Completely Blind

I’m lying there in bed, wide awake, I had been tossing and turning for sometime and finally just resolved myself to getting out of bed because there was going to be no further sleeping. I look at my pump, it’s 3:33. I had only gotten 5 and a half hours of sleep. Not quite enough for me to make it through the day and yet I had no clue why I was so wide awake.

I got out of bed, went to the computer surfed around, checked email, and was quickly boreded by the monotonousness of doing such a thing at not quite 4 AM in the morning.

I wondered out to the kitchen, grabbed a diet 7up and decided that I needed to go back to bed, I needed to sleep at least 3 more hours.

It just wasn’t happening…it was 4:15 when I decided that perhaps, just perhaps, I should check my blood, maybe something was wrong. Doing so revealed that I was low. 57 to be exact. I wondered back out to the kitchen for a juice box before I drank it and went back to bed.

I was completely blind to the symptoms of that middle of the night low. Me waking up and being WIDE AWAKE at 3 am didn’t seem like a symptom to me, it didn’t even register on my mind to stop and think about checking my blood. My brain was alert instead of the usual sluggishness that it gets when I wake up low in the middle of the night.

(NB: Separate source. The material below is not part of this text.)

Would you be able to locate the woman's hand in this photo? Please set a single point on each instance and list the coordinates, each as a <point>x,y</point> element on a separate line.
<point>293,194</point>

This is a new symptom for me for middle of the night lows. I’m grateful that I woke up because that means I didn’t have a seizure. In the future I just have to remember that if I wake up and I’m wide awake in the middle of the night for a seemingly no good reason, I just need to check my blood.

2 Responses to “Completely Blind”

  1. Kathy Says:

    I have the same symptom–usually I notice it when I’m trying to fall asleep earlier in the evening, though. Good thing you caught it!

  2. Minnesota Nice Says:

    Yes, I have had similar experiences. And, since I also have “regular” insomnia it’s hard to tell the difference. And, as you said, there is a certain clarity about the state of awakeness from a nighttime hypo - isn’t that just the weirdest - when your usual symptoms are fuzzy thinking………………. argh.